Nigerian President Goodluck Jonathan Saturday urged citizens to have faith in their ability to surmount challenges in a country battling an increasingly deadly Islamist insurgency in the north.
In his Easter message to Africa's most populous country, Jonathan said: "My message to the nation ... is that we should continue to have faith in our collective ability to overcome all present challenges."
"As people of faith, we must never succumb to hopelessness and despair. We must rekindle and retain deep faith in our shared vision of greatness, and continuously renew our determination to achieve our immense potentials," he said.
Jonathan, who is Christian, said that the resurrection of Jesus Christ celebrated at Easter "signifies the triumph of light over darkness. Nigeria will overcome its developmental challenges in the shortest possible time."
The Islamist Boko Haram sect's insurgency in Nigeria's predominantly Muslim north is showing little sign of abating despite last month's bid to broker indirect talks with the government.

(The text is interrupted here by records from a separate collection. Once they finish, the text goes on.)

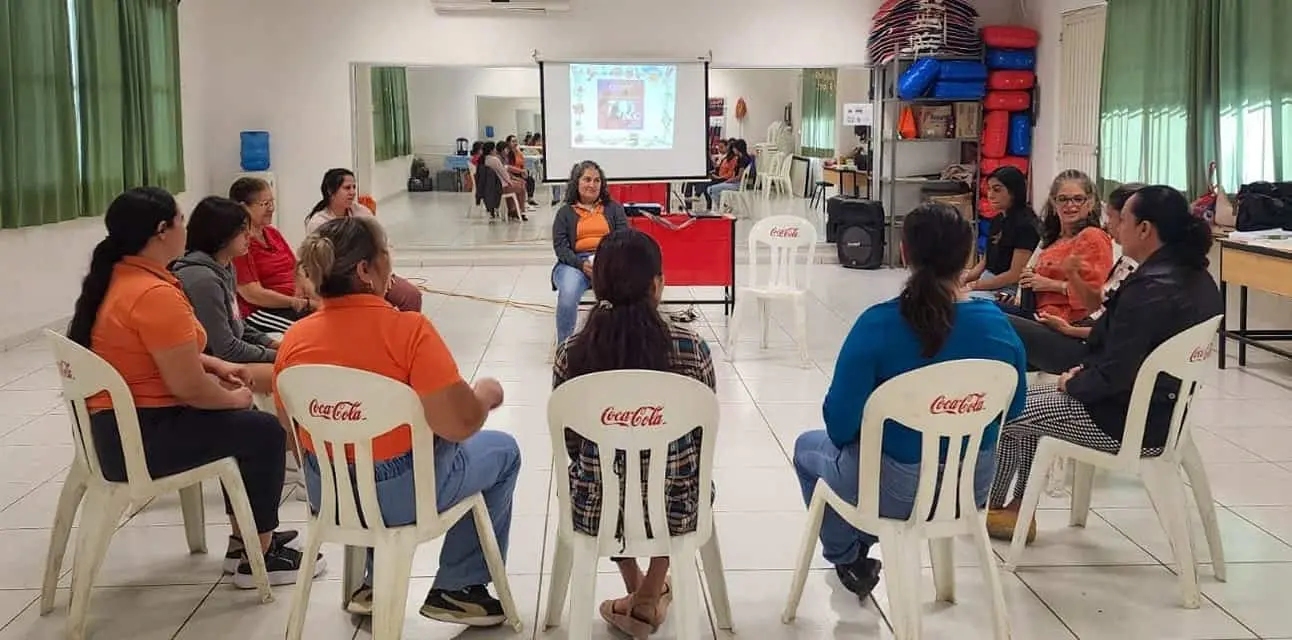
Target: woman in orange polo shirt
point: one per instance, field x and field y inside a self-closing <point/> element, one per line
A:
<point x="193" y="409"/>
<point x="587" y="216"/>
<point x="349" y="265"/>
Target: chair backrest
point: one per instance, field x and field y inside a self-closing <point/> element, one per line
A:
<point x="1184" y="357"/>
<point x="84" y="375"/>
<point x="951" y="402"/>
<point x="635" y="411"/>
<point x="788" y="238"/>
<point x="343" y="410"/>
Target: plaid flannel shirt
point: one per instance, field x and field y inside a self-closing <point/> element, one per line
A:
<point x="690" y="357"/>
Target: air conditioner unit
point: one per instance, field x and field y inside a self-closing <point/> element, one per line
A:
<point x="527" y="7"/>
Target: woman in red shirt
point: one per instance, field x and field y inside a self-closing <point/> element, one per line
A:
<point x="1071" y="234"/>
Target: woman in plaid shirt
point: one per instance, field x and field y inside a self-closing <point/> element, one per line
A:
<point x="623" y="331"/>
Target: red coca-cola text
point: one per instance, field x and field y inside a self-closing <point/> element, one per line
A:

The talks mediator pulled out over leaks to the media while a purported Boko Haram spokesman said they could not trust the government.
Scores of gun and bomb attacks have taken place with more than 1,000 people killed since mid-2009.
The insurgency has raised deep concerns in Nigeria, Africa's largest oil producer roughly divided between a mainly Muslim north and a predominantly Christian south.
Nigeria has stepped up security across the country to forestall any attacks by Boko Haram during the Easter festivities.
Besides the insurgency, Nigeria faces the challenges of general insecurity, poor power and water supplies, as well as poor infrastructure and health.